Let's hear it for the boys!

Here is a lovely article from the New York Times about the gender politics of Jane Austen fans:
...it’s useful to ponder the way our ideas of the masculinity or femininity of works of fiction can change over time. For example, I was surprised to learn a few weeks ago, while researching a story on Jane Austen monster mashups, that until fairly recently the Bardess of Basingstoke was regarded as pretty much for the boys.

“There is a pattern throughout the Victorian period and into the modern era that sees the great English statesmen and literati and gentlemen scholars manifesting their devotion to Austen by reading her novels over and over,” Deidre Lynch, a professor at the University of Toronto who has written extensively on Austen devotees, told me in an e-mail message.

Benjamin Disraeli read “Pride and Prejudice” 17 times, and Matthew Arnold and John Henry Newman read “Mansfield Park” every year. The historian Thomas Babbington Macaulay read Austen obsessively and, as a colonial administrator in India, wrote letters home comparing various colleagues to characters in “Emma” and “Pride and Prejudice.” None of them are known to have covered the books in plain brown paper.
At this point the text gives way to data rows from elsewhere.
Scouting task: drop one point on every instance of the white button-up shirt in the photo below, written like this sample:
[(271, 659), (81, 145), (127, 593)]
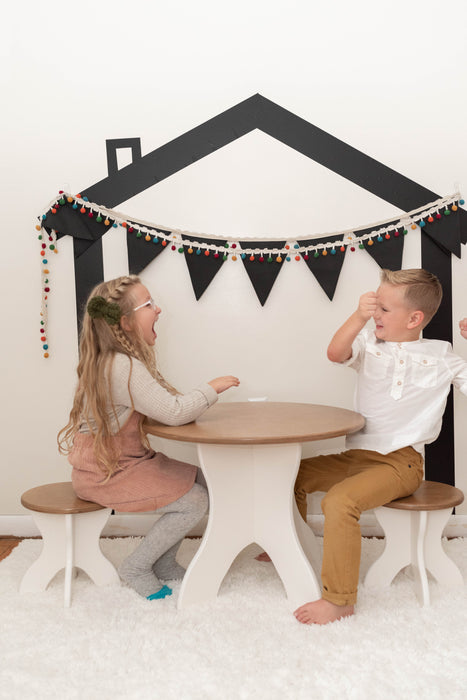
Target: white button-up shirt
[(401, 390)]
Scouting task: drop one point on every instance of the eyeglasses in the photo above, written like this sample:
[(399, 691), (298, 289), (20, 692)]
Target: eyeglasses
[(150, 304)]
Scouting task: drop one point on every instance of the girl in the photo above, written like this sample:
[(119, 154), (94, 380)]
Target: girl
[(113, 463)]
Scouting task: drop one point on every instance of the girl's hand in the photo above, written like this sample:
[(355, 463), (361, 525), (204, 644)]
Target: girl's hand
[(222, 383), (367, 305)]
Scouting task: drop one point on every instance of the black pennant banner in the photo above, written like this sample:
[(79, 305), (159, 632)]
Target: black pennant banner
[(203, 264), (326, 268), (262, 269), (263, 260)]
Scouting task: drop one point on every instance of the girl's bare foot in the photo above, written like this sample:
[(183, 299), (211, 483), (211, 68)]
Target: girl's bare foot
[(263, 557), (320, 612)]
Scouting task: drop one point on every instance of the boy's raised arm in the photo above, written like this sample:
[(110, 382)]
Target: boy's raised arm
[(340, 347)]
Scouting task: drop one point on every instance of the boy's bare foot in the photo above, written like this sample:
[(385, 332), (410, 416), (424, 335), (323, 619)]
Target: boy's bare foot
[(263, 557), (320, 612)]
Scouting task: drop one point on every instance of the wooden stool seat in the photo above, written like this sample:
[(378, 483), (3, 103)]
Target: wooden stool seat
[(57, 498), (70, 529), (430, 495), (413, 527)]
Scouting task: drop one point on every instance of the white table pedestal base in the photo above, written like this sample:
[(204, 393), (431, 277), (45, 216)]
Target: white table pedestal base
[(252, 501)]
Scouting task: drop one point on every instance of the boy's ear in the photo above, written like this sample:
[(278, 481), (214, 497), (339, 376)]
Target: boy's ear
[(416, 318), (125, 324)]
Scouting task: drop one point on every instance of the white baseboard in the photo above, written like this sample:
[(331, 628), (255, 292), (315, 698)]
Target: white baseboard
[(118, 525), (137, 524)]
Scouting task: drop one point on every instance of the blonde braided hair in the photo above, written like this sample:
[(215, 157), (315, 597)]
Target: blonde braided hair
[(99, 341)]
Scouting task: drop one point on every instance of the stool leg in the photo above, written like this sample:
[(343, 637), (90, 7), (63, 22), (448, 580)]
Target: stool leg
[(440, 566), (52, 557), (88, 555), (397, 551), (69, 541), (418, 533), (69, 558)]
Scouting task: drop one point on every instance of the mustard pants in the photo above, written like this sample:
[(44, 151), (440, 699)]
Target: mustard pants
[(355, 481)]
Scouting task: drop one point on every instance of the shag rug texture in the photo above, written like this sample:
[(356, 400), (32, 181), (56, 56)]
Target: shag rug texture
[(112, 644)]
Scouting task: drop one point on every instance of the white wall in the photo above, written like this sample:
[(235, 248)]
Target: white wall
[(389, 79)]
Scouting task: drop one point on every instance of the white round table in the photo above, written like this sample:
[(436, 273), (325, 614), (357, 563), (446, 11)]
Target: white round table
[(250, 454)]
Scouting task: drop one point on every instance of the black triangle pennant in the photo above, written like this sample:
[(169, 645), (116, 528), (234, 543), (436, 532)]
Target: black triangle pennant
[(68, 220), (143, 247), (202, 268), (263, 269), (326, 268), (385, 248)]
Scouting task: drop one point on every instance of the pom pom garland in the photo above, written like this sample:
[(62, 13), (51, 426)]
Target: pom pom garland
[(189, 242)]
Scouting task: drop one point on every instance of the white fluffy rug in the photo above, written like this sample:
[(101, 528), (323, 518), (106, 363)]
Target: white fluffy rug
[(111, 644)]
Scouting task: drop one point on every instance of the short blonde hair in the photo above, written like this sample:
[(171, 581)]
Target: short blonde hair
[(423, 290)]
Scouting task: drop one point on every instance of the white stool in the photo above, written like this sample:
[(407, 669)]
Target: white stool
[(70, 529), (413, 527)]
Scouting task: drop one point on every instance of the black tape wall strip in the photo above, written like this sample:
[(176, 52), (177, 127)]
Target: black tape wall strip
[(175, 155), (89, 271), (338, 156)]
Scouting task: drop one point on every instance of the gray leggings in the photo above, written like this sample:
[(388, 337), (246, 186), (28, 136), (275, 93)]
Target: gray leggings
[(155, 556)]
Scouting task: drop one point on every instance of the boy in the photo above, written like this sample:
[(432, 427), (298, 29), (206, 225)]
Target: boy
[(402, 387)]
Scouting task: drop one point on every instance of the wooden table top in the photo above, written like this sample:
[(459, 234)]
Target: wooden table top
[(262, 423)]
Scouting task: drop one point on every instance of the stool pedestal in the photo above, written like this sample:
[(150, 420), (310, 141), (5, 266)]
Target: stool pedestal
[(70, 539), (413, 527)]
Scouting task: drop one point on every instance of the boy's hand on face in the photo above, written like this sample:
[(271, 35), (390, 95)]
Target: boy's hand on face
[(367, 306)]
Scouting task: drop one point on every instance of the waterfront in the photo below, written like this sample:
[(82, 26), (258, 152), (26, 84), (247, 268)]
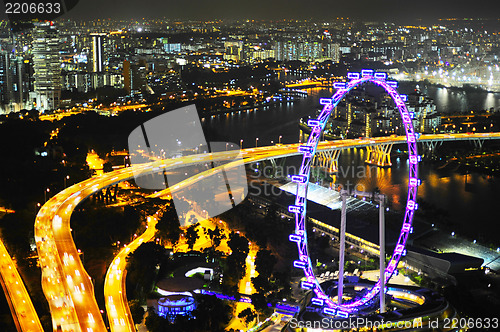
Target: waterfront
[(447, 190)]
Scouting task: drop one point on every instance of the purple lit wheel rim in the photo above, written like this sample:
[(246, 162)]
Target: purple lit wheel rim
[(309, 150)]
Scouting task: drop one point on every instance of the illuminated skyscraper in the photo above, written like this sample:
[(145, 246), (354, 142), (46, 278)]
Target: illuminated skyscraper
[(47, 66)]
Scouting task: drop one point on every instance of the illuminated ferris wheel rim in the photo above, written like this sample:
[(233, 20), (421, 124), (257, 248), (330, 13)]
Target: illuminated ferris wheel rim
[(302, 179)]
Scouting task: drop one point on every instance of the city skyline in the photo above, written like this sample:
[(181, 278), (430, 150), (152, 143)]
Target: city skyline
[(233, 174), (385, 10)]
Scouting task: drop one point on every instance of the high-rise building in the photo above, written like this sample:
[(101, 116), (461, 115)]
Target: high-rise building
[(47, 66), (134, 77)]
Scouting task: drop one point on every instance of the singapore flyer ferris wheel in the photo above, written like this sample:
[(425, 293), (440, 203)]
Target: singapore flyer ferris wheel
[(321, 298)]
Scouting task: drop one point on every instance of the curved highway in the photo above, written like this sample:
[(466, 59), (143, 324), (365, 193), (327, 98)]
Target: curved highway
[(118, 311), (65, 282)]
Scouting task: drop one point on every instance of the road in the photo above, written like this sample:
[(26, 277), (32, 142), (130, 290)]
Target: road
[(20, 304), (118, 311), (65, 282)]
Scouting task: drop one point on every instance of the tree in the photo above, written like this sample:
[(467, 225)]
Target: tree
[(248, 315), (264, 263), (168, 225), (192, 235)]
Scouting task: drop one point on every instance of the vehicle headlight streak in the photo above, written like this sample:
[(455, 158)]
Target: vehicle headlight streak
[(302, 179)]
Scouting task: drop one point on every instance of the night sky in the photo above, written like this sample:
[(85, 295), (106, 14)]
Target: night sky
[(394, 10), (398, 11)]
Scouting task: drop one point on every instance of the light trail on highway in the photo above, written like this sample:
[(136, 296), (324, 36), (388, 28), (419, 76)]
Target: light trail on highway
[(117, 309)]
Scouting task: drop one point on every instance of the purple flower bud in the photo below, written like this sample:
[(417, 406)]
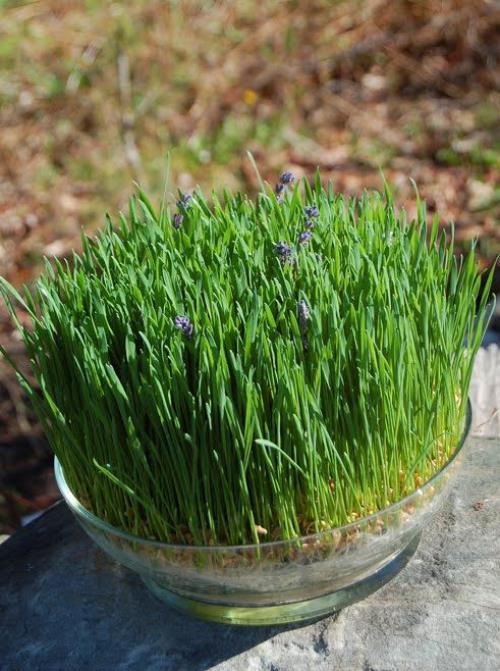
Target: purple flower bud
[(311, 211), (177, 220), (184, 324), (283, 251), (305, 237), (287, 178), (279, 189), (184, 201)]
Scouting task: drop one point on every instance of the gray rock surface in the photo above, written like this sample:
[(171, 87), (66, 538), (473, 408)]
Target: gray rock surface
[(64, 606)]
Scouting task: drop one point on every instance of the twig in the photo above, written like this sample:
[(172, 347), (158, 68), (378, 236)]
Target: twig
[(131, 152)]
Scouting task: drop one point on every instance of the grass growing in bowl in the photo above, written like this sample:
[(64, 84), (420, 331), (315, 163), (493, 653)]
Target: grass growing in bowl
[(242, 371)]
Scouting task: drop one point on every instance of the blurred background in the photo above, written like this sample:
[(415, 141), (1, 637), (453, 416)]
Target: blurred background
[(94, 94)]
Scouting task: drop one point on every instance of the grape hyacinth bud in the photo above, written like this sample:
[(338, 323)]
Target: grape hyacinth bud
[(305, 237), (311, 212), (284, 252), (184, 324), (287, 178), (184, 201), (177, 220)]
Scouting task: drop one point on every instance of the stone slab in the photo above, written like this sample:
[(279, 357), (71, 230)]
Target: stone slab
[(65, 607)]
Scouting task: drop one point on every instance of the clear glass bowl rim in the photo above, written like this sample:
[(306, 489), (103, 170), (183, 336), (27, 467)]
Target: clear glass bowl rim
[(95, 521)]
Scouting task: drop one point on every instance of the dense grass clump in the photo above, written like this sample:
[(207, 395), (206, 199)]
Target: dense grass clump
[(242, 371)]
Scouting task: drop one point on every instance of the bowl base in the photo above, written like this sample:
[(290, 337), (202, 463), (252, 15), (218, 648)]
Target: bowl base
[(285, 613)]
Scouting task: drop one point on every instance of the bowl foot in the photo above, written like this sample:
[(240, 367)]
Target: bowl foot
[(285, 613)]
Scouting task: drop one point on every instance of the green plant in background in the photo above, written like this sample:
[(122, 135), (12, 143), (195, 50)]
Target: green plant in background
[(241, 371)]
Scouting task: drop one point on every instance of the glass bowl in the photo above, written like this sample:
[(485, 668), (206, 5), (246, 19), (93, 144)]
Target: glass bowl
[(278, 582)]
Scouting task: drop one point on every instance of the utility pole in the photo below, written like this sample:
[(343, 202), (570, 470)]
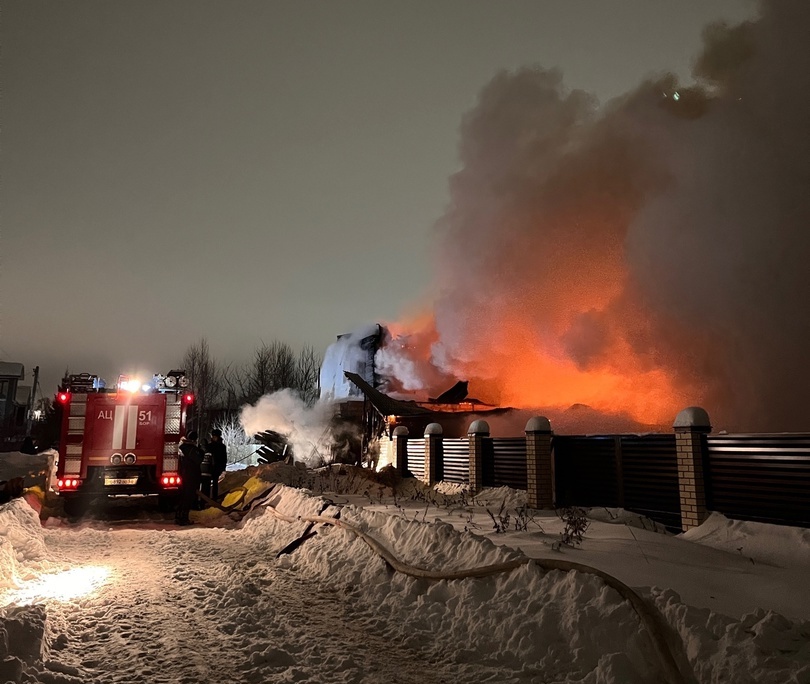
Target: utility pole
[(32, 402)]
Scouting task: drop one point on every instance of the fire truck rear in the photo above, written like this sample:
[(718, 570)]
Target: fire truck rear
[(120, 441)]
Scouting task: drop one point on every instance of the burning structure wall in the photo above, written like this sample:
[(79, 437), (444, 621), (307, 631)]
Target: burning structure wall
[(638, 256)]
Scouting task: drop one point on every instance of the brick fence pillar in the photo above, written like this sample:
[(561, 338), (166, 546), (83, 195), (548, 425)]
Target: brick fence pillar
[(401, 450), (539, 467), (691, 425), (478, 430), (433, 453)]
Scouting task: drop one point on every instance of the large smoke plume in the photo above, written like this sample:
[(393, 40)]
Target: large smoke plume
[(640, 256)]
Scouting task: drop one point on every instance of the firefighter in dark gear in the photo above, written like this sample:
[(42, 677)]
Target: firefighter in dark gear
[(219, 460), (191, 457)]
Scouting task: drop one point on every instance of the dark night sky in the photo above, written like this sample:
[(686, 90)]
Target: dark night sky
[(245, 171)]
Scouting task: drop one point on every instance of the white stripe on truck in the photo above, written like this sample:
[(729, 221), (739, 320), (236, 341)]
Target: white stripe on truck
[(118, 427), (132, 426)]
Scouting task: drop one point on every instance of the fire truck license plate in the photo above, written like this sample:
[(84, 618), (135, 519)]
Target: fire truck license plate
[(120, 480)]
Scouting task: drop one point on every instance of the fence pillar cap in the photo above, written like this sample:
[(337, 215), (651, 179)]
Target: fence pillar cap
[(538, 424), (478, 427), (433, 429), (693, 417)]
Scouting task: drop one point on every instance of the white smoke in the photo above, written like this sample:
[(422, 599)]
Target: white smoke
[(305, 427)]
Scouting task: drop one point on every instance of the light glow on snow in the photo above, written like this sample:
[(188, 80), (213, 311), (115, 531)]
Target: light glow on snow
[(62, 586)]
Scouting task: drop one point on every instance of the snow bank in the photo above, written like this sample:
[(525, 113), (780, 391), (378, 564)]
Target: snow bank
[(22, 545), (775, 544), (562, 627), (15, 464), (763, 647)]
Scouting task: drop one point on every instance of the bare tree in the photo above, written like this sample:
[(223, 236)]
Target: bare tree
[(205, 379), (307, 371), (239, 444)]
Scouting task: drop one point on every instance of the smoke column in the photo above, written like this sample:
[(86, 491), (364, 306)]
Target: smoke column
[(640, 256), (305, 427)]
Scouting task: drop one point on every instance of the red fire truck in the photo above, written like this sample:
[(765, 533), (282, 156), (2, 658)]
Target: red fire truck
[(120, 441)]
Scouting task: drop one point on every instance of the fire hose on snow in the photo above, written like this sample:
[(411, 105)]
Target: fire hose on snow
[(648, 616)]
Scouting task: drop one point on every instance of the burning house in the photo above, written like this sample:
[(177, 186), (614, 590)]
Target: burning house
[(351, 377)]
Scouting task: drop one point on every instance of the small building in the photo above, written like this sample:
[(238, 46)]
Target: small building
[(14, 400)]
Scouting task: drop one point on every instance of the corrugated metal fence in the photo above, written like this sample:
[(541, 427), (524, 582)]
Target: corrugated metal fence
[(749, 477), (416, 457), (759, 477), (456, 460), (636, 472)]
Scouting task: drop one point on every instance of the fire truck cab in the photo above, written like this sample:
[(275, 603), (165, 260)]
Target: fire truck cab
[(120, 441)]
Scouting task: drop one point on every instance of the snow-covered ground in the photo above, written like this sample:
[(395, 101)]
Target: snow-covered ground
[(117, 601)]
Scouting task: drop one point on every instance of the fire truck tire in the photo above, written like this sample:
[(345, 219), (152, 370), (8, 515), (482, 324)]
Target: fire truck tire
[(76, 506), (167, 502)]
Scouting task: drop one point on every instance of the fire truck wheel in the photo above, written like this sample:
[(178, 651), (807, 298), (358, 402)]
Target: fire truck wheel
[(76, 506), (167, 502)]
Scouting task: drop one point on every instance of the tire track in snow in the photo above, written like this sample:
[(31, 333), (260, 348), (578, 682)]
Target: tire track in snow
[(196, 605)]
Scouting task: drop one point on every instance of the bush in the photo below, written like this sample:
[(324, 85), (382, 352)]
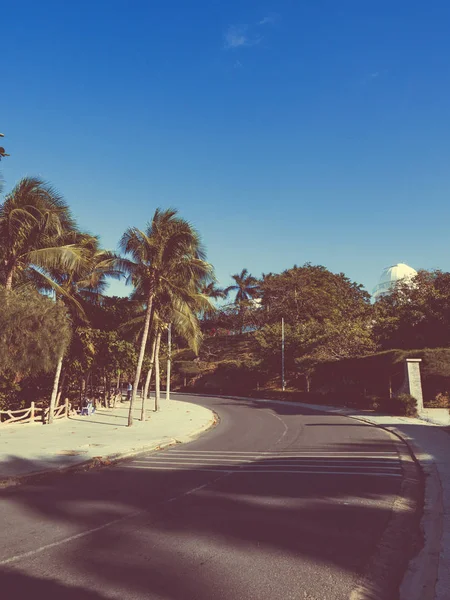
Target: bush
[(442, 400), (403, 405)]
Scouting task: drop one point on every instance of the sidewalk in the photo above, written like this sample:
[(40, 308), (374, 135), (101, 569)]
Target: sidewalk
[(33, 448)]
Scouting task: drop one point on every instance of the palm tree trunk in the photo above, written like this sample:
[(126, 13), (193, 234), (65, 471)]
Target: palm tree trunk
[(157, 374), (8, 284), (141, 358), (169, 360), (51, 409), (61, 387), (148, 379)]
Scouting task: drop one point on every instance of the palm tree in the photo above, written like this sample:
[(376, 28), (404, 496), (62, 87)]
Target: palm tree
[(246, 287), (247, 290), (167, 255), (35, 232), (78, 289), (212, 291)]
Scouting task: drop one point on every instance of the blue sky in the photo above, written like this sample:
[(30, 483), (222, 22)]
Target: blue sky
[(287, 132)]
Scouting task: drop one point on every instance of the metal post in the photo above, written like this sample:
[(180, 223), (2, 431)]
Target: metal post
[(169, 359), (282, 355)]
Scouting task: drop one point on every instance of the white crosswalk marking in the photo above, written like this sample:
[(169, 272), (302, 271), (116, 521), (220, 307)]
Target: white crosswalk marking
[(382, 464)]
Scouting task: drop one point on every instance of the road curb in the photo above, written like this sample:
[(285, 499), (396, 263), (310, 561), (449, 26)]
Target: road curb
[(105, 461)]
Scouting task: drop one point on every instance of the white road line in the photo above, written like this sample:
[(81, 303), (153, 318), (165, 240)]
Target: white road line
[(77, 536), (279, 471), (280, 452), (260, 466), (266, 462), (83, 534), (288, 454)]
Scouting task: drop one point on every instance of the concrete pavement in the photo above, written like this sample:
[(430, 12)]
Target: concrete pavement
[(276, 502), (32, 448)]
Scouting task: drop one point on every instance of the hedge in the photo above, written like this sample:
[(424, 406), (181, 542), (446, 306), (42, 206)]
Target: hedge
[(382, 373)]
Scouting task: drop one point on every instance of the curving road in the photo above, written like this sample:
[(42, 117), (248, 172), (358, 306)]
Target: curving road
[(276, 502)]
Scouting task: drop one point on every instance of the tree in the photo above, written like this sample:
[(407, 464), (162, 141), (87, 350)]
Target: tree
[(246, 287), (78, 288), (180, 312), (312, 292), (211, 290), (167, 254), (327, 317), (36, 230), (416, 314), (34, 331)]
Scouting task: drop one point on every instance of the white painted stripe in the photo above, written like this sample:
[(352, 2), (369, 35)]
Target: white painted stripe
[(267, 459), (278, 456), (82, 534), (281, 472), (280, 453), (277, 463), (268, 466)]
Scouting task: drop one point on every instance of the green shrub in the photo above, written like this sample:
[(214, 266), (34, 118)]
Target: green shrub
[(403, 405)]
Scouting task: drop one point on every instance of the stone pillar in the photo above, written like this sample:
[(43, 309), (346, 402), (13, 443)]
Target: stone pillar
[(413, 382)]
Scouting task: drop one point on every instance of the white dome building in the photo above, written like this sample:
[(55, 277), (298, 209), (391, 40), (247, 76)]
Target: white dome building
[(390, 276)]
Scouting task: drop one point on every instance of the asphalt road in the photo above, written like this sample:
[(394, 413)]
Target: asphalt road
[(275, 503)]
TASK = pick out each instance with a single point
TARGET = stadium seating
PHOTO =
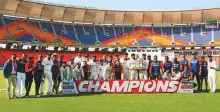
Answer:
(66, 33)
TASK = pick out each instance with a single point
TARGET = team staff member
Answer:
(21, 76)
(167, 73)
(48, 63)
(212, 74)
(55, 73)
(148, 69)
(144, 65)
(204, 72)
(117, 71)
(184, 63)
(155, 69)
(30, 66)
(132, 68)
(86, 70)
(195, 70)
(125, 61)
(38, 74)
(186, 75)
(9, 72)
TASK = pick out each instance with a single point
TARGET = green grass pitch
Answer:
(202, 102)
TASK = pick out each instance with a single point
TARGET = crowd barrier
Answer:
(125, 86)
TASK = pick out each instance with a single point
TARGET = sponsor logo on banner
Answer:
(123, 86)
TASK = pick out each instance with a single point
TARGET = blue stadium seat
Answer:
(202, 39)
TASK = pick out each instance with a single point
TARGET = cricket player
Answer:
(47, 63)
(132, 68)
(86, 70)
(21, 76)
(155, 69)
(212, 74)
(79, 58)
(195, 70)
(30, 66)
(167, 73)
(78, 72)
(184, 63)
(125, 62)
(117, 71)
(176, 74)
(55, 73)
(204, 72)
(144, 66)
(94, 68)
(148, 69)
(107, 71)
(38, 74)
(186, 75)
(101, 69)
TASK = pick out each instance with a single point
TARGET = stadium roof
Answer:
(71, 14)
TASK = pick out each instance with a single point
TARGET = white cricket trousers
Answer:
(48, 76)
(212, 81)
(143, 74)
(20, 83)
(133, 74)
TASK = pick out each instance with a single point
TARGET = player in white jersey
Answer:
(125, 61)
(212, 74)
(107, 71)
(101, 69)
(94, 68)
(79, 58)
(132, 68)
(144, 63)
(78, 72)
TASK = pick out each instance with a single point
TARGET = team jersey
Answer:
(125, 64)
(186, 74)
(167, 66)
(156, 68)
(176, 66)
(204, 67)
(184, 63)
(194, 63)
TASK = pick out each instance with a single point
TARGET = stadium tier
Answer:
(12, 28)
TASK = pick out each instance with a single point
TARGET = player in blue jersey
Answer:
(186, 75)
(167, 68)
(195, 70)
(184, 62)
(155, 69)
(204, 72)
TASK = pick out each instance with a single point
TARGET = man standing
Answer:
(10, 71)
(55, 73)
(38, 74)
(29, 75)
(78, 72)
(204, 72)
(132, 68)
(148, 69)
(117, 71)
(155, 69)
(86, 70)
(144, 66)
(94, 69)
(167, 73)
(212, 74)
(184, 63)
(21, 76)
(48, 63)
(195, 70)
(124, 61)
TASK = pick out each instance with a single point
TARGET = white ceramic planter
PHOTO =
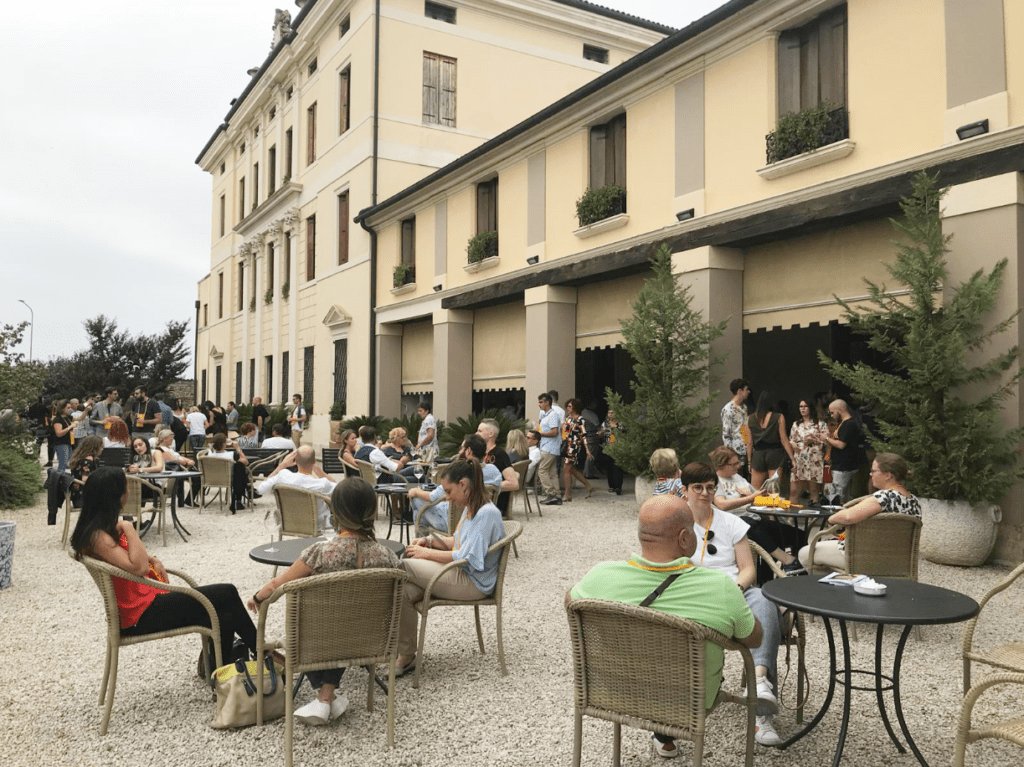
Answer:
(643, 488)
(955, 533)
(6, 553)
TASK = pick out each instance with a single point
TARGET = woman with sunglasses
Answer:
(722, 545)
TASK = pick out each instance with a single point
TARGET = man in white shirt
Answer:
(309, 476)
(280, 440)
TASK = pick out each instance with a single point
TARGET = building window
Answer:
(344, 93)
(311, 133)
(812, 64)
(269, 268)
(271, 170)
(343, 227)
(288, 156)
(285, 357)
(310, 248)
(307, 379)
(595, 53)
(341, 373)
(269, 378)
(242, 283)
(439, 12)
(438, 89)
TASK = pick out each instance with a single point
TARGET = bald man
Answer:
(706, 596)
(309, 476)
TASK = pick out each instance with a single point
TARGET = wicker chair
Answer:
(642, 668)
(337, 620)
(1012, 730)
(797, 639)
(512, 531)
(216, 474)
(520, 469)
(1010, 656)
(103, 573)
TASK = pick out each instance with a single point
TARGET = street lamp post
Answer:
(32, 330)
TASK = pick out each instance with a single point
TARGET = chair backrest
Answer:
(349, 616)
(115, 457)
(331, 461)
(885, 545)
(216, 471)
(367, 471)
(623, 653)
(299, 510)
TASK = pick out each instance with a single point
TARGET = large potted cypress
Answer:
(939, 406)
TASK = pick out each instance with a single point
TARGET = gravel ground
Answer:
(465, 713)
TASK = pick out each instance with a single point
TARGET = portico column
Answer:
(453, 364)
(389, 369)
(715, 277)
(550, 342)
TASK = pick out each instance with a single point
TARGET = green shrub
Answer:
(483, 245)
(19, 478)
(596, 205)
(453, 433)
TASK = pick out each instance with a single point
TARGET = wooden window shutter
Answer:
(431, 76)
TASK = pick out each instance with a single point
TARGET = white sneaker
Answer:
(314, 713)
(764, 731)
(339, 706)
(766, 694)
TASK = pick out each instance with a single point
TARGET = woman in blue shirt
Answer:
(478, 529)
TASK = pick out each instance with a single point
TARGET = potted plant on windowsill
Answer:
(670, 343)
(939, 407)
(483, 245)
(596, 205)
In fact, Lynch points out, the term “Janeite” — today used somewhat derisively to refer to Austen’s besotted female fans — came into usage in the 1890s thanks to men who wore it like a badge of honor. Kipling’s 1923 story “The Janeites” was about a platoon of British soldiers who use Austen talk to distract themselves from the horror of the trenches. And here’s E. M. Forster, coming out as a “Jane Austenite” in 1924:

I am a Jane Austenite, and therefore slightly imbecile about Jane Austen. My fatuous expression, and airs of personal immunity — how ill they sit on the face, say, of a Stevensonian! But Jane Austen is so different. She is my favorite author! I read and reread, the mouth open and the mind closed. Shut up in measureless content, I greet her by the name of most kind hostess, while criticism slumbers.

On the distaff side of the library, women readers were often much less enthusiastic. Charlotte Brönte, Lynch says, bridled when George Henry Lewes (George Eliot’s paramour) kept pushing the novels on her. “Why do you like Miss Austen so very much? I am puzzled on this point.”

The heroine of “Troy Chimneys,” Margaret Kennedy’s 1953 historical novel set in the Regency, offered one possible explanation. When the male hero keeps pressing “Mansfield Park” and “Emma” on a lady he knows, she pushes back, arguing that the books, however entertaining, ended up keeping her, well, in the house. Austen’s “greatest admirers,” she says, “will always be men, I believe. For, when they have had enough of the parlor, they may walk out, you know, and we cannot.”

But by the mid-20th century, Austen had become identified as a women’s author. Lynch points to a 1947 usage cited in the O.E.D. that suggests that the question of the Janeite’s gender was starting to make people nervous:

Men as masculine as Scott and Kipling have been Janeites and have been enthralled by her sly humor and fidelity to reality.